The AGM-158 JASSM — Joint Air-to-Surface Standoff Missile — is the weapon that allows American fighters and bombers to kill targets they cannot safely approach. Built by Lockheed Martin, the JASSM is a stealthy, precision-guided cruise missile designed to be launched from beyond the range of enemy air defenses, fly autonomously to its target using GPS and an infrared seeker, and penetrate hardened facilities with a 450-pound warhead. The extended-range JASSM-ER variant can strike targets 575 miles from the launch aircraft.

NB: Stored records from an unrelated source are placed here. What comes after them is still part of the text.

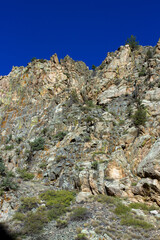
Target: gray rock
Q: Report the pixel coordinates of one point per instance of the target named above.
(150, 165)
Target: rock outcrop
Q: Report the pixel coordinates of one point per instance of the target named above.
(73, 128)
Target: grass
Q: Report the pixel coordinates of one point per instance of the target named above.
(38, 144)
(107, 199)
(81, 236)
(56, 203)
(34, 222)
(122, 209)
(61, 223)
(60, 136)
(26, 176)
(52, 197)
(9, 147)
(28, 203)
(79, 213)
(142, 206)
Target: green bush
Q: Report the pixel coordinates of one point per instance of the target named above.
(93, 67)
(34, 222)
(148, 54)
(38, 144)
(56, 211)
(142, 206)
(33, 59)
(28, 203)
(94, 165)
(2, 167)
(18, 140)
(61, 223)
(25, 175)
(18, 216)
(140, 116)
(8, 183)
(9, 147)
(107, 199)
(122, 209)
(79, 213)
(81, 236)
(62, 197)
(130, 221)
(142, 72)
(74, 96)
(60, 135)
(132, 43)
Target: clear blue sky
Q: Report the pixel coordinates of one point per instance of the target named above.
(85, 30)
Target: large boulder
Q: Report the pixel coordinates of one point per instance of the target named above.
(150, 165)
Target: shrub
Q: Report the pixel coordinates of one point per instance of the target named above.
(43, 165)
(62, 197)
(94, 165)
(81, 236)
(24, 174)
(140, 116)
(142, 72)
(9, 138)
(18, 216)
(74, 96)
(38, 144)
(130, 221)
(142, 206)
(132, 43)
(33, 59)
(60, 135)
(2, 167)
(8, 183)
(18, 140)
(107, 199)
(79, 213)
(93, 67)
(60, 158)
(9, 147)
(28, 203)
(61, 223)
(34, 222)
(56, 211)
(122, 209)
(148, 54)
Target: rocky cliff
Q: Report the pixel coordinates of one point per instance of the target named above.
(65, 127)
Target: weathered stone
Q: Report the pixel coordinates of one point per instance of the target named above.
(150, 165)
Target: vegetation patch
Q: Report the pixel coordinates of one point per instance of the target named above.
(60, 135)
(94, 165)
(28, 203)
(38, 144)
(61, 223)
(61, 197)
(7, 183)
(107, 199)
(81, 236)
(24, 174)
(122, 209)
(79, 213)
(142, 206)
(9, 147)
(34, 222)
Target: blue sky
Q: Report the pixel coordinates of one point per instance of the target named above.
(85, 30)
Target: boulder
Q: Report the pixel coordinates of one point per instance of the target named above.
(150, 165)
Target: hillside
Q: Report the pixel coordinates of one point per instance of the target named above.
(95, 135)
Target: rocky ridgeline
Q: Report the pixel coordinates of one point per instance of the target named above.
(69, 127)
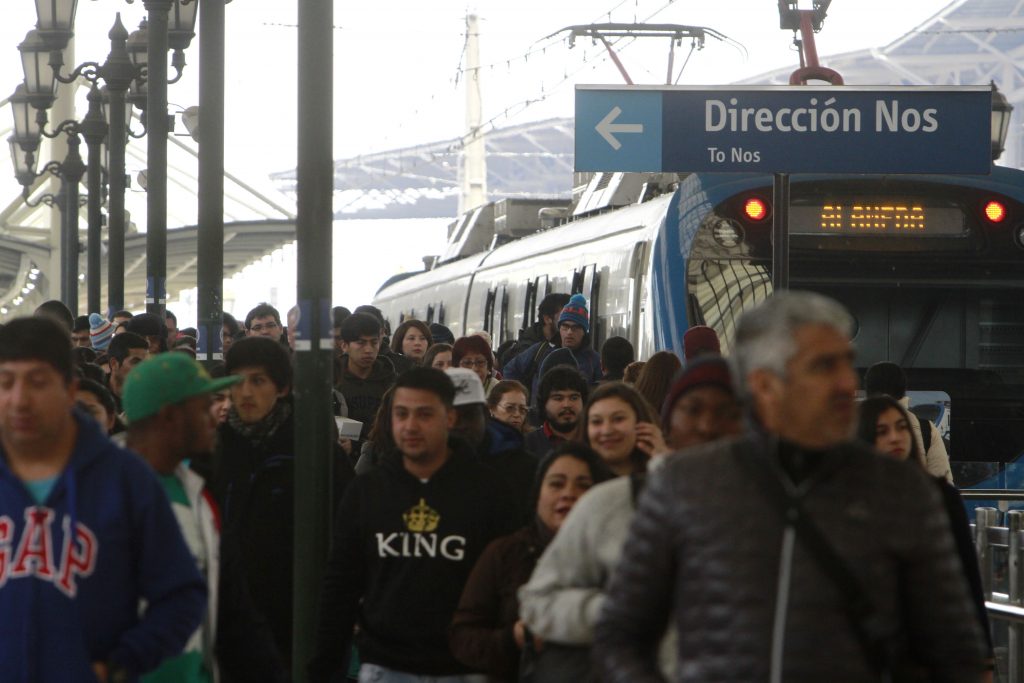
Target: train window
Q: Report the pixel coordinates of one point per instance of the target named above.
(592, 289)
(529, 305)
(504, 319)
(488, 311)
(577, 287)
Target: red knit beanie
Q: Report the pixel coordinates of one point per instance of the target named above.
(700, 339)
(709, 370)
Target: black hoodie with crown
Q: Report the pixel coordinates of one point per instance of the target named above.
(402, 551)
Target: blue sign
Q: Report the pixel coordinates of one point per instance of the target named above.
(784, 129)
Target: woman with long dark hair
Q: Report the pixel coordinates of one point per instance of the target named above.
(656, 376)
(561, 601)
(486, 633)
(885, 424)
(412, 340)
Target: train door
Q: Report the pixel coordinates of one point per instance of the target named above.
(488, 311)
(591, 288)
(529, 304)
(638, 297)
(503, 326)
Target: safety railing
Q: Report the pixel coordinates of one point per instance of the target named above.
(998, 538)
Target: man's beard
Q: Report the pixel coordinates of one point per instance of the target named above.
(559, 425)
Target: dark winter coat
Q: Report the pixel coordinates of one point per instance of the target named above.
(542, 440)
(527, 338)
(526, 367)
(708, 551)
(481, 629)
(402, 550)
(255, 484)
(505, 453)
(364, 395)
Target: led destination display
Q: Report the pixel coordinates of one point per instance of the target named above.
(876, 216)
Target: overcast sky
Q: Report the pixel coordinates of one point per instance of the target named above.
(397, 63)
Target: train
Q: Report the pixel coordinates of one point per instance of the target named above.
(932, 268)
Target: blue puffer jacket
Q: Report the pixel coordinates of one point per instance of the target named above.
(67, 604)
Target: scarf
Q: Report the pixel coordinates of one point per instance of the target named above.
(259, 432)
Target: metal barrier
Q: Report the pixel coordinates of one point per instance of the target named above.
(1000, 562)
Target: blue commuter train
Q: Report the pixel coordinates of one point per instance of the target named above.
(932, 267)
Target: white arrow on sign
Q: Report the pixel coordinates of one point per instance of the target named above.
(607, 127)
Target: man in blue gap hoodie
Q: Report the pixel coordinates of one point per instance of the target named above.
(70, 601)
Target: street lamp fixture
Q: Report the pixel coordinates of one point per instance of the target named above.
(1001, 111)
(56, 22)
(27, 129)
(180, 31)
(40, 83)
(137, 47)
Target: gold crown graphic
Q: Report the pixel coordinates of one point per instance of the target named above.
(421, 518)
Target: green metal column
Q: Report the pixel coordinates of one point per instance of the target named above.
(313, 379)
(210, 266)
(93, 129)
(156, 172)
(118, 74)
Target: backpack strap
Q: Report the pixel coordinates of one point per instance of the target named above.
(859, 607)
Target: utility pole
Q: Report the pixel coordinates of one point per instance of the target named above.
(474, 160)
(314, 345)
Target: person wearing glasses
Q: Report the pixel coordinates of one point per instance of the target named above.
(473, 352)
(504, 447)
(263, 321)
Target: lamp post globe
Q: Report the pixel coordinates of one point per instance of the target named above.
(181, 24)
(27, 130)
(40, 82)
(1001, 111)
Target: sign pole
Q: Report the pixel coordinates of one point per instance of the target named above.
(780, 232)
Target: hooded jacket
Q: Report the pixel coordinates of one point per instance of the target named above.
(709, 552)
(525, 368)
(255, 483)
(481, 634)
(67, 604)
(402, 550)
(364, 395)
(504, 452)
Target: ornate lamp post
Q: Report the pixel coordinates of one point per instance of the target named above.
(163, 23)
(1001, 111)
(93, 129)
(119, 74)
(70, 171)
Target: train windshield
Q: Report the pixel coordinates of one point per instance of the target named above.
(932, 270)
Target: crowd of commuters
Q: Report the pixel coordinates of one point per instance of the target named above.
(543, 512)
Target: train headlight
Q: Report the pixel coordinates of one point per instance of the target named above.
(756, 209)
(728, 232)
(994, 211)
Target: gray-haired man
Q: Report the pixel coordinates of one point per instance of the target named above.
(791, 553)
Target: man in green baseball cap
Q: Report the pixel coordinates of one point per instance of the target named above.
(167, 402)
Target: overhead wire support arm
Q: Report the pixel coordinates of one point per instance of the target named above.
(674, 32)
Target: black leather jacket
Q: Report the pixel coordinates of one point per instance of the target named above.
(710, 550)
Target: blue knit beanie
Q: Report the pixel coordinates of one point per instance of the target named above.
(100, 332)
(576, 311)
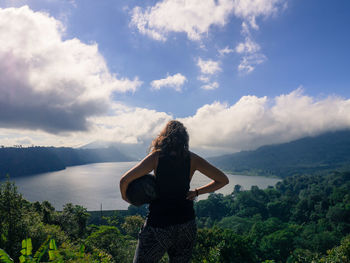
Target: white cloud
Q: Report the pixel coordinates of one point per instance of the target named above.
(210, 86)
(203, 78)
(47, 83)
(250, 9)
(225, 50)
(252, 121)
(193, 17)
(176, 82)
(249, 46)
(209, 66)
(215, 128)
(196, 17)
(249, 62)
(250, 51)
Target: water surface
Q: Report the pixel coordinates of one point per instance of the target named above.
(94, 184)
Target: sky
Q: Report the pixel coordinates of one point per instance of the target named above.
(238, 73)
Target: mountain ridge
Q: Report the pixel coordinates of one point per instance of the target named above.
(318, 154)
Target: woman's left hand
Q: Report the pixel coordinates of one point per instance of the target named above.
(191, 195)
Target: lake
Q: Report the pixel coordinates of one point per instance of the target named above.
(94, 184)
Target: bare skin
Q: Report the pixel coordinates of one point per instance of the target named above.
(150, 163)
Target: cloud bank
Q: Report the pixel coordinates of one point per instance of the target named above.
(47, 83)
(175, 82)
(196, 17)
(252, 121)
(215, 128)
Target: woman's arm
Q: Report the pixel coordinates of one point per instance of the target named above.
(144, 167)
(218, 177)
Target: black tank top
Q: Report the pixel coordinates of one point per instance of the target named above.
(173, 182)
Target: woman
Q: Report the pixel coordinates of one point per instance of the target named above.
(170, 225)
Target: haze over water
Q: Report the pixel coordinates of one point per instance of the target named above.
(95, 184)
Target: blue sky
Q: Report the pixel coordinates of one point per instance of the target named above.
(278, 54)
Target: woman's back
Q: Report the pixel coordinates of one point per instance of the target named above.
(173, 183)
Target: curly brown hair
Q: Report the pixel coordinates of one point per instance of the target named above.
(173, 138)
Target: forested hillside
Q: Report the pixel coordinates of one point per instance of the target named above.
(302, 219)
(32, 160)
(321, 154)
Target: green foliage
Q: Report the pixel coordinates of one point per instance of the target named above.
(73, 220)
(12, 227)
(339, 254)
(215, 245)
(312, 155)
(132, 225)
(4, 257)
(111, 241)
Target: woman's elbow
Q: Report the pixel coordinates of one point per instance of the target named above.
(225, 181)
(122, 181)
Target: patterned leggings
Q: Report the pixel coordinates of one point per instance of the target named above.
(177, 240)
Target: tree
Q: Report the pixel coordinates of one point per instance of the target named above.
(12, 227)
(132, 225)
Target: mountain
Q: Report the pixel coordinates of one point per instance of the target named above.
(33, 160)
(136, 151)
(320, 154)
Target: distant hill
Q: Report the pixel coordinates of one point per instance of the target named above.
(33, 160)
(320, 154)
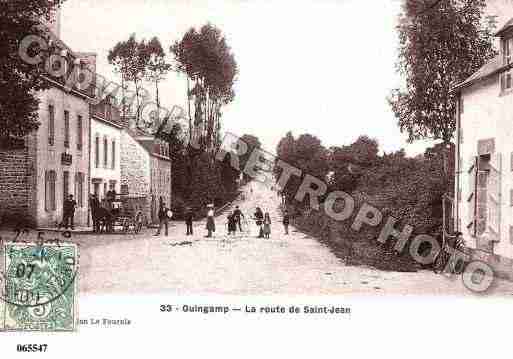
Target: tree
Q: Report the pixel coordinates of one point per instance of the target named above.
(347, 163)
(305, 153)
(210, 68)
(442, 42)
(19, 80)
(156, 66)
(252, 143)
(130, 58)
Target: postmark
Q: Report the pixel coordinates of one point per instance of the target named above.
(39, 286)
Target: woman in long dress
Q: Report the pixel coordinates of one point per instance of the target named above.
(267, 225)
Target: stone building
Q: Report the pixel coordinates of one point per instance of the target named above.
(106, 128)
(484, 152)
(145, 169)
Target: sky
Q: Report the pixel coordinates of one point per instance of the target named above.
(323, 67)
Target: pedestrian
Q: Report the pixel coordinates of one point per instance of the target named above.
(68, 215)
(286, 221)
(211, 226)
(238, 217)
(189, 216)
(165, 215)
(232, 223)
(94, 204)
(267, 225)
(259, 217)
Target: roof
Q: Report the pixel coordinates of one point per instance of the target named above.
(491, 68)
(506, 27)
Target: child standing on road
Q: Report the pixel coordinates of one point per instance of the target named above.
(267, 225)
(232, 223)
(286, 221)
(211, 226)
(189, 216)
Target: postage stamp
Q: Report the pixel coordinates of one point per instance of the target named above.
(39, 287)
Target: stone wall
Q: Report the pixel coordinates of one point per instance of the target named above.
(17, 184)
(135, 169)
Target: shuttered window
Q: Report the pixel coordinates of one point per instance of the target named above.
(471, 198)
(105, 152)
(50, 179)
(97, 152)
(51, 125)
(113, 164)
(79, 189)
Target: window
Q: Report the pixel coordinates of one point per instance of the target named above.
(65, 185)
(50, 178)
(79, 133)
(112, 185)
(97, 152)
(105, 152)
(506, 82)
(113, 164)
(507, 48)
(51, 125)
(66, 129)
(79, 189)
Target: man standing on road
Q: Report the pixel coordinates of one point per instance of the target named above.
(211, 226)
(238, 217)
(68, 214)
(189, 216)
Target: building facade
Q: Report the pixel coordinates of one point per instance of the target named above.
(106, 131)
(484, 152)
(146, 169)
(53, 161)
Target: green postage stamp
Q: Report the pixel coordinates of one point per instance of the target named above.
(39, 287)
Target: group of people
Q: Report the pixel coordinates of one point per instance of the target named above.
(68, 213)
(234, 221)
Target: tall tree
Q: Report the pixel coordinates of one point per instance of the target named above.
(442, 42)
(19, 80)
(130, 59)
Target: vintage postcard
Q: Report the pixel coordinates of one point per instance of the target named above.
(237, 170)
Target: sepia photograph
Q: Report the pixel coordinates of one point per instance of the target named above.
(244, 170)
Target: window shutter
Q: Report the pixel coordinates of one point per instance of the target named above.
(471, 198)
(494, 195)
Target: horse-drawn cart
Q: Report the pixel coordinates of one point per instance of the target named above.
(124, 213)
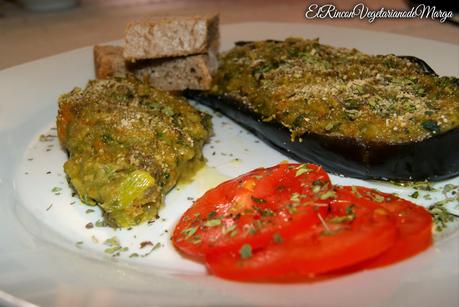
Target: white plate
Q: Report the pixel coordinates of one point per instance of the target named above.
(41, 261)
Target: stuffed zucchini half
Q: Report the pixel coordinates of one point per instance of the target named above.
(363, 116)
(128, 145)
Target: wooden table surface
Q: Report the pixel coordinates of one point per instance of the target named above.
(27, 35)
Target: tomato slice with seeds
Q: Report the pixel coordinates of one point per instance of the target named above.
(351, 232)
(255, 208)
(413, 222)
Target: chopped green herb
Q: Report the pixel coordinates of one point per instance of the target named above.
(188, 232)
(302, 169)
(441, 216)
(431, 126)
(228, 229)
(213, 222)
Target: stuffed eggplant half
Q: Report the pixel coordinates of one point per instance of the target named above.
(363, 116)
(128, 145)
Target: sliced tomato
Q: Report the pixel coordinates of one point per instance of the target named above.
(351, 232)
(255, 208)
(413, 222)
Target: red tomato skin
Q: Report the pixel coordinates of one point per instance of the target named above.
(311, 253)
(413, 222)
(269, 190)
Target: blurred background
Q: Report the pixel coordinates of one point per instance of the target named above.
(31, 29)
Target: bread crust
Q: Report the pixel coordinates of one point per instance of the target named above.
(171, 37)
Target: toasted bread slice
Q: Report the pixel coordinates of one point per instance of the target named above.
(171, 37)
(171, 74)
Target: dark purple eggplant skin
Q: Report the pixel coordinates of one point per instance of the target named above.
(434, 159)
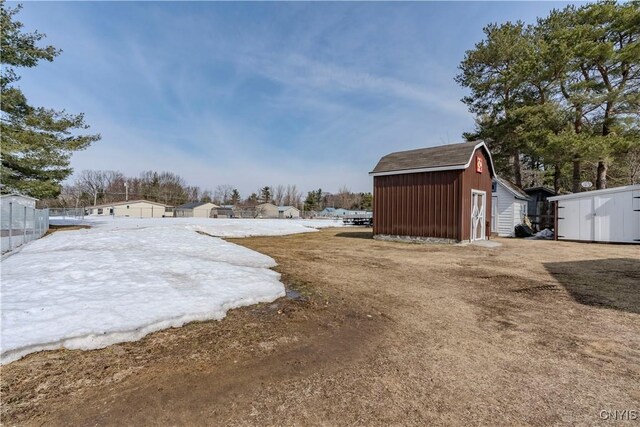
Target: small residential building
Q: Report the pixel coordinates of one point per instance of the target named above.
(18, 199)
(609, 215)
(196, 210)
(223, 212)
(269, 210)
(288, 212)
(434, 194)
(509, 204)
(133, 208)
(328, 212)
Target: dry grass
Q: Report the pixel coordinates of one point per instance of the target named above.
(534, 332)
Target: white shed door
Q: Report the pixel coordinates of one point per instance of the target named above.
(612, 215)
(494, 214)
(478, 215)
(575, 219)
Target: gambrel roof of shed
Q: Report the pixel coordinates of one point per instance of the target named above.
(444, 157)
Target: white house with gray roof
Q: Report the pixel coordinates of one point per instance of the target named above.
(196, 210)
(509, 206)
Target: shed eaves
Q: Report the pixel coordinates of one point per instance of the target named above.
(424, 158)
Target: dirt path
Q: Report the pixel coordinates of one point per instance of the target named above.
(534, 333)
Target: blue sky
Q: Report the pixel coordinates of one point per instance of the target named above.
(255, 94)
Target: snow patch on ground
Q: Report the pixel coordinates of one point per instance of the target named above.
(125, 278)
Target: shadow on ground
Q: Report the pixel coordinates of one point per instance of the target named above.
(609, 283)
(356, 234)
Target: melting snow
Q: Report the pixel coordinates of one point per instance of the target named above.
(125, 278)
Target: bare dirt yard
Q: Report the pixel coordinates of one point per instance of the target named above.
(533, 332)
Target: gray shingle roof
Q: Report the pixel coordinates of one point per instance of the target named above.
(190, 205)
(451, 155)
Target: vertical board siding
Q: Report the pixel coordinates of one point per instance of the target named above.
(430, 204)
(418, 204)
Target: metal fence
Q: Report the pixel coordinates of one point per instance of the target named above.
(20, 224)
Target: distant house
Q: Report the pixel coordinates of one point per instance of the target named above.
(196, 210)
(133, 208)
(18, 199)
(224, 212)
(288, 212)
(269, 210)
(327, 212)
(509, 204)
(340, 212)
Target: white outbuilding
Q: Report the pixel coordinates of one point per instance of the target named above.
(508, 205)
(288, 212)
(133, 208)
(610, 215)
(196, 210)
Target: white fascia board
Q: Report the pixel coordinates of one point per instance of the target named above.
(439, 168)
(404, 171)
(595, 192)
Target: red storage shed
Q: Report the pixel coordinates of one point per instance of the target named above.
(434, 194)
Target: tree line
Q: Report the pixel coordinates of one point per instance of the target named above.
(95, 187)
(558, 101)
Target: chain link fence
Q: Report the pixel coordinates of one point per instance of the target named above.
(20, 224)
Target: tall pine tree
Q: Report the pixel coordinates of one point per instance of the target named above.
(36, 142)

At roughly $1.3 million per round — less than a Tomahawk and a fraction of the cost of losing a manned aircraft — the JASSM has become the single most important standoff weapon in the American arsenal.
Why Standoff Matters
Modern integrated air defense systems — the Russian S-300 and S-400, and increasingly Chinese systems — can engage aircraft at ranges exceeding 200 miles. Any fighter or bomber that enters that engagement envelope risks being shot down before it can deliver its weapons. For decades, the solution was to suppress enemy air defenses first — sending specialized aircraft to destroy radar sites and missile launchers before the strike package could safely pass through.
The JASSM offers a different solution: don't enter the envelope at all. A B-1B Lancer carrying 24 JASSMs internally can launch its entire payload from 575 miles away, well outside the range of any current air defense system. The missiles fly autonomously to their targets while the bomber turns for home. No crew is put at risk. No suppression of enemy air defenses is required. The JASSM turns every capable launch platform into a standoff strike aircraft.